To answer these questions, we performed the following experiment. To reduce the incorrectness introduced by proxies, we first filtered the requests with via fields, which are issued by proxies, from the original Transaction Logs for the both sites. These requests constitute 24% of total requests for the HPL site and 1.1% of total requests for the Support site. We call these logs filtered logs. Further, we mask the referer fields of all transactions in the filtered logs to study the correctness of reconstruction. We call these modified logs masked logs, which do not contain any referer fields. We notice that the requests with referer fields constitute 56% of the total requests for the HPL site and 69% for the Support site in the filtered logs. Then, EtE monitor processes the filtered logs and masked logs. Table 7 summarizes the results of this experiment.

Table 7: Experimental results validating the accuracy of EtE monitor reconstruction process for HPL and Support sites.
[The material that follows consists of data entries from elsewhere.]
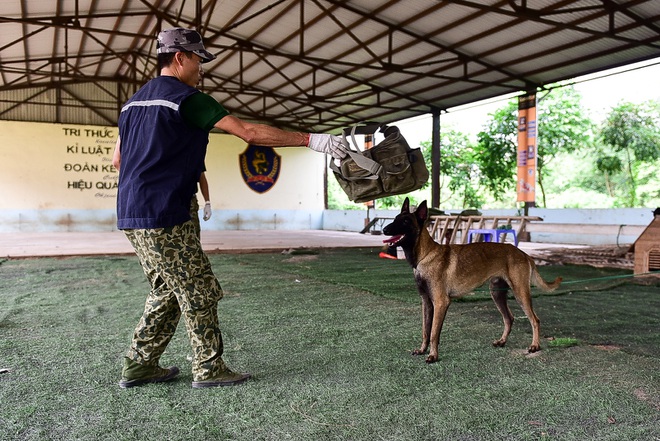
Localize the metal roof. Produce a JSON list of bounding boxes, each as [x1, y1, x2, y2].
[[0, 0, 660, 132]]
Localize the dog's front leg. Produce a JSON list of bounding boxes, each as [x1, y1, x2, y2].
[[426, 292, 451, 363], [413, 291, 433, 355]]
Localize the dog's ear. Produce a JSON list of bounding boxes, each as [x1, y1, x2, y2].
[[415, 200, 429, 225], [401, 198, 410, 213]]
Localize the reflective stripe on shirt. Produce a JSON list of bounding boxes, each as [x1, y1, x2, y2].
[[121, 100, 179, 112]]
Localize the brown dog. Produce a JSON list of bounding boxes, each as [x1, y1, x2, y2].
[[383, 198, 562, 363]]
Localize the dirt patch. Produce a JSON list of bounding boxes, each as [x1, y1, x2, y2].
[[282, 254, 319, 263], [534, 246, 634, 269], [592, 345, 621, 351]]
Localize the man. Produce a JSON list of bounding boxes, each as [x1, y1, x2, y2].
[[113, 28, 346, 388]]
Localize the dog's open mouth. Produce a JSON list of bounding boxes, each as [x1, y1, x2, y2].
[[383, 234, 405, 246]]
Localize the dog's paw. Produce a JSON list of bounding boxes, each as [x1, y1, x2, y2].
[[426, 355, 438, 364]]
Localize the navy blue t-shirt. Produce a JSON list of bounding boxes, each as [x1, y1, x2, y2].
[[117, 76, 229, 230]]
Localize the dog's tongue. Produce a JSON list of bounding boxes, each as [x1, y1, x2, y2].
[[383, 234, 403, 243]]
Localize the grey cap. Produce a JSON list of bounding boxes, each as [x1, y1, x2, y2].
[[156, 28, 215, 63]]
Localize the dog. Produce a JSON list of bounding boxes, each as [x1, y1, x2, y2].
[[383, 198, 562, 363]]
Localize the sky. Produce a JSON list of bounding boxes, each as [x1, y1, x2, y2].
[[396, 58, 660, 147]]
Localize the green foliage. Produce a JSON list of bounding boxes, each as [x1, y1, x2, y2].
[[421, 130, 484, 208], [0, 254, 660, 441], [596, 102, 660, 207], [475, 100, 518, 201], [329, 87, 660, 209]]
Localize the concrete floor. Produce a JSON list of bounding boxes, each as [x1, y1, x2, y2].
[[0, 230, 584, 258]]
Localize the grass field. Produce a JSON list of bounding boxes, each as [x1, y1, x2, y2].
[[0, 249, 660, 441]]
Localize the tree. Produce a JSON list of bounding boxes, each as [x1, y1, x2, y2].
[[477, 86, 592, 207], [475, 100, 518, 201], [596, 102, 660, 207], [421, 129, 484, 208]]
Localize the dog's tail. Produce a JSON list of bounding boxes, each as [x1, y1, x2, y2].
[[529, 257, 564, 292]]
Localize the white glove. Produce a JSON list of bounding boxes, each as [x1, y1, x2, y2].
[[202, 201, 211, 220], [307, 133, 348, 159]]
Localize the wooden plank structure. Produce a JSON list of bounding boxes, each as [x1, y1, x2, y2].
[[429, 215, 543, 245], [360, 214, 543, 244], [632, 208, 660, 277]]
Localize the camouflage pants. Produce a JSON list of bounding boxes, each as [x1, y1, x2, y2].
[[124, 221, 226, 381]]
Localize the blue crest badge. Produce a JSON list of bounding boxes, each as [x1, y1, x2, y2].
[[238, 144, 282, 193]]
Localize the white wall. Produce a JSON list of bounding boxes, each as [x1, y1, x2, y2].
[[0, 121, 325, 232]]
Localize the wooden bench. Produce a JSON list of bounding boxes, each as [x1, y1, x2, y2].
[[429, 215, 543, 244]]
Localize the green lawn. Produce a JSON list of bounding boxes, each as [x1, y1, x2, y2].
[[0, 249, 660, 441]]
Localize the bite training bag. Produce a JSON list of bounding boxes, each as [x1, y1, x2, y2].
[[330, 125, 429, 202]]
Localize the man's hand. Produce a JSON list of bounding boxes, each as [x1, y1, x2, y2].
[[307, 133, 348, 159], [202, 201, 211, 220]]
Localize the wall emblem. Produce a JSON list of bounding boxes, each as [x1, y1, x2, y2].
[[238, 144, 282, 193]]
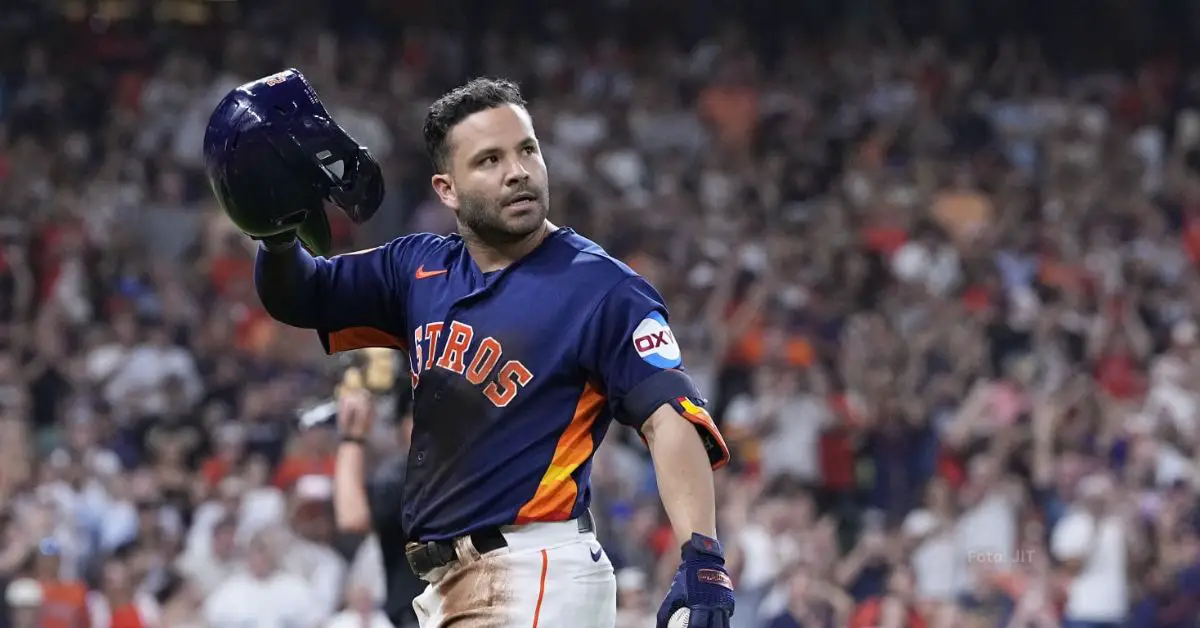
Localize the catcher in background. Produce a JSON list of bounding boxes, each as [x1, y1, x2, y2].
[[204, 70, 733, 628]]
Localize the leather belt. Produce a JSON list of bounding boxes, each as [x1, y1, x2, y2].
[[404, 510, 596, 578]]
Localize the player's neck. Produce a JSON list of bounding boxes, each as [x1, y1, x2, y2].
[[460, 220, 558, 273]]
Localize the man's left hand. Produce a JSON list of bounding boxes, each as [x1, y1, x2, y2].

Metrics	HPL url1	HPL url2	Support url1	Support url2
Reconstructed page accesses ( filtered logs)	36,402	17,562	17,601	11,310
EtE time ( filtered logs)	3.3 sec	4.1 sec	2.4 sec	3.3 sec
Reconstructed page accesses ( masked logs)	33,735	14,727	15,401	8,890
EtE time ( masked logs)	3.2 sec	4.1 sec	2.3 sec	3.6 sec

The results of masked logs in Table 7 show that EtE monitor does a good job of page access reconstruction even when the requests do not have any referer fields. However, with the knowledge introduced by the referer fields in the filtered logs, the number of reconstructed page accesses increases by 9-21% for the considered URLs in Table 7. Additionally, we also find that the number of reconstructed accesses increases by 11.2-19.8% for all the considered URLs if EtE monitor processes the original logs without filtering either the via fields or the referer fields. The difference of EtE time between the two kinds of logs in Table 7 can be explained by the difference of the number of reconstructed accesses. Intuitively, more reconstructed page accesses lead to higher accuracy of estimation. This observation also challenges the accuracy of active probing techniques considering their relatively small sampling sets.